Several treatments that worked in animal models of neurodegenerative diseases have failed in their translation to human patients. Thus, it is important to test the effects described in preclinical models in clinical studies to confirm that the action of fingolimod is similar in human patients. The pathways targeted by fingolimod in the animal models used in these studies need to be confirmed as affected in human neuropathology and that fingolimod can induce similar changes in patients as seen in the animal models. In this regard, a significant advantage of fingolimod is that it is already approved by the FDA and the EMA as a treatment for MS. Thus, translation of the results from animal models to clinical assays potentially requires less time than would newly developed drugs, which need years before the first test in humans.

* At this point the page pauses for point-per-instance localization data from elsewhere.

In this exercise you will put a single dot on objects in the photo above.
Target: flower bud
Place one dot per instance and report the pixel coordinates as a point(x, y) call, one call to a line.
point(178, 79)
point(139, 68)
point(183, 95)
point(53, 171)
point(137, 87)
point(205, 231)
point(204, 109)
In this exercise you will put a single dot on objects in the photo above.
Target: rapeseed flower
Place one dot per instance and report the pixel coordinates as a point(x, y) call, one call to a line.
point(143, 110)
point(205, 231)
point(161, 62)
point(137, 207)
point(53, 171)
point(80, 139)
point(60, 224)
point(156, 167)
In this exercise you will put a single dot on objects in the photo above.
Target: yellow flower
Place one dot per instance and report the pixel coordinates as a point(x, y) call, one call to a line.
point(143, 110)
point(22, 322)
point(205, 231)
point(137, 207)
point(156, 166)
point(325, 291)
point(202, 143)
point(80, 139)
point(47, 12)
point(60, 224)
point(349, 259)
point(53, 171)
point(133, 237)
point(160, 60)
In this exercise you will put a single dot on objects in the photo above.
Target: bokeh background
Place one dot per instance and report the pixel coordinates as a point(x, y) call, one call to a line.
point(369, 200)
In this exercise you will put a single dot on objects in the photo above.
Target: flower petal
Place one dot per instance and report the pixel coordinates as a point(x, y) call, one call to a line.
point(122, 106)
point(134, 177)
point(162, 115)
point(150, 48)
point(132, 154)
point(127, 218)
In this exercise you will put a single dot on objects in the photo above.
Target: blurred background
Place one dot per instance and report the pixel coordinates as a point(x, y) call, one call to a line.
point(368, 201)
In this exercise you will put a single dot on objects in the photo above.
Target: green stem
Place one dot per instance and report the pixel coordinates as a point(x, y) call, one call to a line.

However, fingolimod has also shown side effects in human patients, such as bradycardia after the first dose, lymphopenia, increased liver transaminases, herpes virus infections, or hypertension [91]. Nevertheless, the symptoms derived from the different neurological diseases reviewed here are severe and, in most cases, incapacitating and potentially lethal. Therefore, the benefits described in these models are expected to outweigh the potential risks of the use of fingolimod in patients with neurodegeneration. In addition, fingolimod has already been shown to be safe in MS [91, 92] and ALS [30]. However, the target populations of some of the diseases included here differ significantly from those used in these studies as some include children or the elderly. Although no further side effects are expected in other neurodegenerative diseases, some of the side effects previously described may be of importance in specific patient populations. New S1P modulators such as ozanimod have shown higher receptor specificity and fewer side effects than fingolimod [93]. These new drugs might provide new opportunities in treatment of neurodegenerative diseases that focus on neuroprotective mechanisms instead of anti-inflammatory effects.

The positive effects offered by fingolimod in the treatment of patients with RRMS and the numerous pathways in which S1P receptors are involved have made this drug an attractive option for treating other neurodegenerative diseases. The animal experiments reviewed here showed positive effects on different neurological diseases together with additional alterations in pathways not identified in MS research. These promising results support the implementation of new clinical trials repurposing fingolimod to treat other neurodegenerative diseases in addition to MS.